# CSV Datatype Analysis

In [None]:
import pandas as pd
import numpy as np

In [None]:
# Load the CSV file
df = pd.read_csv('Mobile.csv')
print(f"Dataset shape: {df.shape}")
print(f"Number of rows: {df.shape[0]}")
print(f"Number of columns: {df.shape[1]}")

In [None]:
# Display first few rows
df.head()

In [None]:
# Display datatypes of all columns
print("Column Datatypes:")
print(df.dtypes)

In [None]:
# Detailed information including datatypes, non-null counts, and memory usage
df.info()

In [None]:
df.isnull().sum()

In [None]:
# Summary of datatypes
print("\nDatatype Summary:")
print(df.dtypes.value_counts())

In [None]:
# Convert string columns to integer by removing unit suffixes
# Integer conversions
df['Battery_power_mAh'] = df['Battery_power_mAh'].str.replace(' mAh', '').astype(int)
df['Ram_mb'] = df['Ram_mb'].str.replace(' mb', '').astype(int)
df['Internal_memeory_gb'] = df['Internal_memeory_gb'].str.replace(' gb', '').astype(int)
df['Primary_camera'] = df['Primary_camera'].str.replace(' pixels', '').astype(int)
df['Front_camera'] = df['Front_camera'].str.replace(' pixels', '').astype(int)
df['Mobile_weight'] = df['Mobile_weight'].str.replace(' g', '').astype(int)
df['px_height'] = df['px_height'].str.replace(' ppcm', '').astype(int)
df['Pixel_width'] = df['Pixel_width'].str.replace(' ppcm', '').astype(int)
df['Screen_height'] = df['Screen_height'].str.replace(' cm', '').astype(int)

# Float conversions
df['Mobile_depth'] = df['Mobile_depth'].str.replace(' cm', '').astype(float)

print("Data type conversions completed!")
print("\nUpdated datatypes:")
print(df.dtypes)

In [None]:
# Convert binary categorical features from Yes/No to 1/0
binary_columns = ['Bluetooh', 'Dual_sim', '4G', '3G', 'touch_screen', 'wifi']

for col in binary_columns:
    if col in df.columns:  # Check if column exists
        df[col] = df[col].map({'Yes': 1, 'No': 0})

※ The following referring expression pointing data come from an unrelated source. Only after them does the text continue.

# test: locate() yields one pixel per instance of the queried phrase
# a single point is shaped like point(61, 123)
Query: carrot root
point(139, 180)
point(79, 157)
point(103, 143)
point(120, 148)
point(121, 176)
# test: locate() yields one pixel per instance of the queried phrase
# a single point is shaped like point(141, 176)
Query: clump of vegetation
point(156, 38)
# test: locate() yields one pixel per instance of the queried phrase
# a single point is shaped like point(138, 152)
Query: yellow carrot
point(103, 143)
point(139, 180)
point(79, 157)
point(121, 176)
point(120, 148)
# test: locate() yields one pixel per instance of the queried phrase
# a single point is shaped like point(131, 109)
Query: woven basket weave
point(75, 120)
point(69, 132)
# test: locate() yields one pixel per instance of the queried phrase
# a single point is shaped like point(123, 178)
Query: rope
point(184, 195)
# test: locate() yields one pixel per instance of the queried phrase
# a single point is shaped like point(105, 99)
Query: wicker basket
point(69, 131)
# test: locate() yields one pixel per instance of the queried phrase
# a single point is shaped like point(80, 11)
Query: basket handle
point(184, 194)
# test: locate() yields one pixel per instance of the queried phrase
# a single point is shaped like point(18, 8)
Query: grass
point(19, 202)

print("Binary categorical conversions completed!")
print("\nConverted columns:")
for col in binary_columns:
    if col in df.columns:
        print(f"{col}: {df[col].unique()}")

In [None]:
# Remove screen_height, screen_weight, and 3G columns
columns_to_remove = ['Screen_height', 'Screen_weight', '3G']
df = df.drop(columns=columns_to_remove)

print(f"Columns removed: {columns_to_remove}")
print(f"New dataset shape: {df.shape}")
print(f"Remaining columns: {df.shape[1]}")